危険ナ香リ







「最初から他人に任せる方がバカなんじゃねーの?」






 後ろから、低い声が聞こえた。


 振り向くと、カバンを片手に持った飛鳥くんの姿が見えた。




「てか、邪魔。退いてくんねぇ?」




 視線は佐藤さんに向かっているけど、今の言葉は、どう考えたって目の前に突っ立ってるあたしへの言葉だと分かった。

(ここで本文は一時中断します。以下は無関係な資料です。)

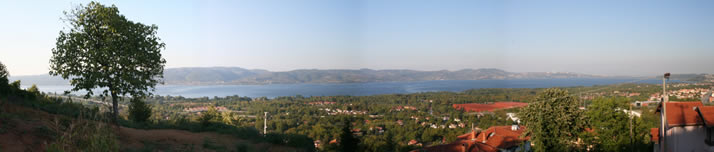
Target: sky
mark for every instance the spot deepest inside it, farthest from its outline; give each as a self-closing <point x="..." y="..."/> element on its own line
<point x="637" y="38"/>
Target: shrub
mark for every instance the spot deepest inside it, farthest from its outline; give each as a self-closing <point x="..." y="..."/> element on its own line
<point x="207" y="117"/>
<point x="139" y="111"/>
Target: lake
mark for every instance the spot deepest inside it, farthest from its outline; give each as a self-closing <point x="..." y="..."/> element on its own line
<point x="361" y="89"/>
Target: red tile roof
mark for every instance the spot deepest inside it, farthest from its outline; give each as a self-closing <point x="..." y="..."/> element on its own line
<point x="496" y="137"/>
<point x="655" y="134"/>
<point x="460" y="146"/>
<point x="683" y="114"/>
<point x="478" y="107"/>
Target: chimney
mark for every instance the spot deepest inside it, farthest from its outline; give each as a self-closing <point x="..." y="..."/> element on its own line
<point x="464" y="147"/>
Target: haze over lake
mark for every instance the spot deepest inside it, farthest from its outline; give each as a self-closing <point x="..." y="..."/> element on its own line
<point x="362" y="89"/>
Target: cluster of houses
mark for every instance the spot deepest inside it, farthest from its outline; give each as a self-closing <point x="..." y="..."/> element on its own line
<point x="321" y="103"/>
<point x="687" y="127"/>
<point x="493" y="139"/>
<point x="488" y="107"/>
<point x="204" y="108"/>
<point x="402" y="108"/>
<point x="695" y="93"/>
<point x="343" y="112"/>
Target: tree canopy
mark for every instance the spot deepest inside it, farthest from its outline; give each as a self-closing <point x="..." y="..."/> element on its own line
<point x="554" y="121"/>
<point x="103" y="49"/>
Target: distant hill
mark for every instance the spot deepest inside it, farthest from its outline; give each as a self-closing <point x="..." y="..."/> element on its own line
<point x="702" y="77"/>
<point x="235" y="75"/>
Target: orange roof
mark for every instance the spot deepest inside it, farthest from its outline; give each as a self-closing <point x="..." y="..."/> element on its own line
<point x="460" y="146"/>
<point x="478" y="107"/>
<point x="497" y="136"/>
<point x="655" y="134"/>
<point x="683" y="114"/>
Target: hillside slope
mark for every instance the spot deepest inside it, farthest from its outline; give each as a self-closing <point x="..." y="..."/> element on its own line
<point x="27" y="129"/>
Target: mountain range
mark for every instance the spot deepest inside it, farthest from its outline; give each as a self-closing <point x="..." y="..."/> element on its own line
<point x="236" y="76"/>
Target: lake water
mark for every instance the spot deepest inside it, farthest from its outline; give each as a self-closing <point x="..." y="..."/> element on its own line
<point x="360" y="89"/>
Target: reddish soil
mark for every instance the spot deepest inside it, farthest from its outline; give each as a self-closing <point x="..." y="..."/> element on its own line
<point x="20" y="130"/>
<point x="478" y="107"/>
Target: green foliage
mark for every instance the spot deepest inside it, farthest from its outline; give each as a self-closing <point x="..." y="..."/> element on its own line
<point x="33" y="89"/>
<point x="348" y="143"/>
<point x="15" y="85"/>
<point x="210" y="144"/>
<point x="139" y="111"/>
<point x="83" y="135"/>
<point x="554" y="121"/>
<point x="207" y="117"/>
<point x="612" y="126"/>
<point x="103" y="49"/>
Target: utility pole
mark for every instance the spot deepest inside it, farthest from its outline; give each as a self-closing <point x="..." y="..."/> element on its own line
<point x="632" y="141"/>
<point x="265" y="124"/>
<point x="665" y="99"/>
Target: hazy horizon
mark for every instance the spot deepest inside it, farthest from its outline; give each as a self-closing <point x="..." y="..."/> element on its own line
<point x="634" y="38"/>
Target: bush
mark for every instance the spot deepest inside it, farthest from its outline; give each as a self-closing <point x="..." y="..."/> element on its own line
<point x="208" y="116"/>
<point x="139" y="111"/>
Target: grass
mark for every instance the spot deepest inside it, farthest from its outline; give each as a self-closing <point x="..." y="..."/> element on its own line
<point x="210" y="144"/>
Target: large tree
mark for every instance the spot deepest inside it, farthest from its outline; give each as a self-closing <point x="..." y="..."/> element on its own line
<point x="103" y="49"/>
<point x="554" y="121"/>
<point x="611" y="125"/>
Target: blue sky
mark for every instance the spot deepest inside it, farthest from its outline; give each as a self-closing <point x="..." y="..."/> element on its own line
<point x="594" y="37"/>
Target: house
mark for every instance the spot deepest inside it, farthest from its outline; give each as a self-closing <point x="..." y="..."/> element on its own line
<point x="688" y="127"/>
<point x="496" y="138"/>
<point x="413" y="142"/>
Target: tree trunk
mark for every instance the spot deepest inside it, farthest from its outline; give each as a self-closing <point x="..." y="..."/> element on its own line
<point x="115" y="108"/>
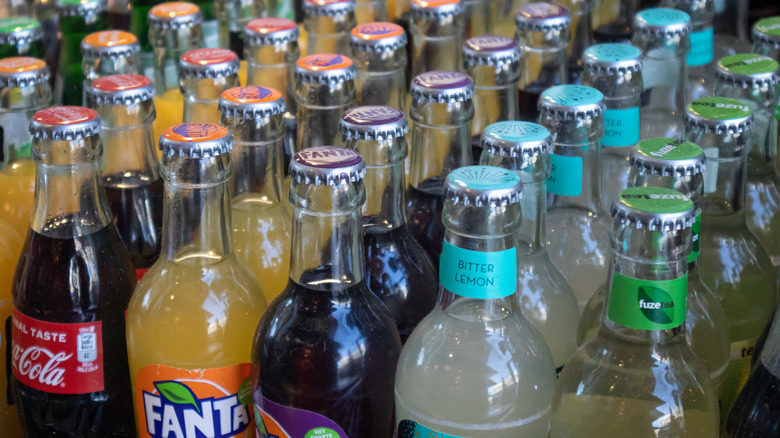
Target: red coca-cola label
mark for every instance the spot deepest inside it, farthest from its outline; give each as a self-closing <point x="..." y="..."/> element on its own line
<point x="57" y="358"/>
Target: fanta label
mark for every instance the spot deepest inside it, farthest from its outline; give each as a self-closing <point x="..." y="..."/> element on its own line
<point x="179" y="403"/>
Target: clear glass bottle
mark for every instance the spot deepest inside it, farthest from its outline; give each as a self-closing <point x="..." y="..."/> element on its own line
<point x="204" y="74"/>
<point x="733" y="264"/>
<point x="325" y="353"/>
<point x="577" y="230"/>
<point x="543" y="35"/>
<point x="543" y="294"/>
<point x="398" y="270"/>
<point x="616" y="70"/>
<point x="441" y="114"/>
<point x="476" y="366"/>
<point x="436" y="29"/>
<point x="190" y="317"/>
<point x="324" y="89"/>
<point x="379" y="51"/>
<point x="261" y="219"/>
<point x="327" y="24"/>
<point x="638" y="377"/>
<point x="663" y="36"/>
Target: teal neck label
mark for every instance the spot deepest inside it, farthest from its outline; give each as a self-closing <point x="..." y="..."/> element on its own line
<point x="477" y="274"/>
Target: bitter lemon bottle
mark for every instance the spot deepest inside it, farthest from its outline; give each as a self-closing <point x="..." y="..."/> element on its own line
<point x="325" y="353"/>
<point x="190" y="317"/>
<point x="577" y="232"/>
<point x="638" y="377"/>
<point x="543" y="294"/>
<point x="733" y="264"/>
<point x="261" y="219"/>
<point x="475" y="366"/>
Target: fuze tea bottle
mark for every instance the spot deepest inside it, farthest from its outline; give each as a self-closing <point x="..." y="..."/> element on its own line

 怒られてた気がして、ビクッと肩を震わせてからうつむいた。




「ご、ごめんなさ」

「いや、清瀬さんじゃなくて」

「え?」

「そいつが邪魔なんだよ。俺の席の真ん前に突っ立ってんなよ」




 “そいつ”と言われた佐藤さんは確かに飛鳥くんの席の真ん前に立っていた。


 廊下側の一番後ろの席だから間違いない。飛鳥くんの席だ。


 佐藤さんは“そいつ”と言った飛鳥くんをキツく睨みつける。


 すると、飛鳥くんも容赦なく睨みつけると、佐藤さんは舌打ちをして身を翻した。




「……清瀬さんもさ」

「え?」

「他人の仕事なんだから、簡単に引き受けんじゃねぇよ」




 見下ろしてきた2つの目が、あたしを捕らえた。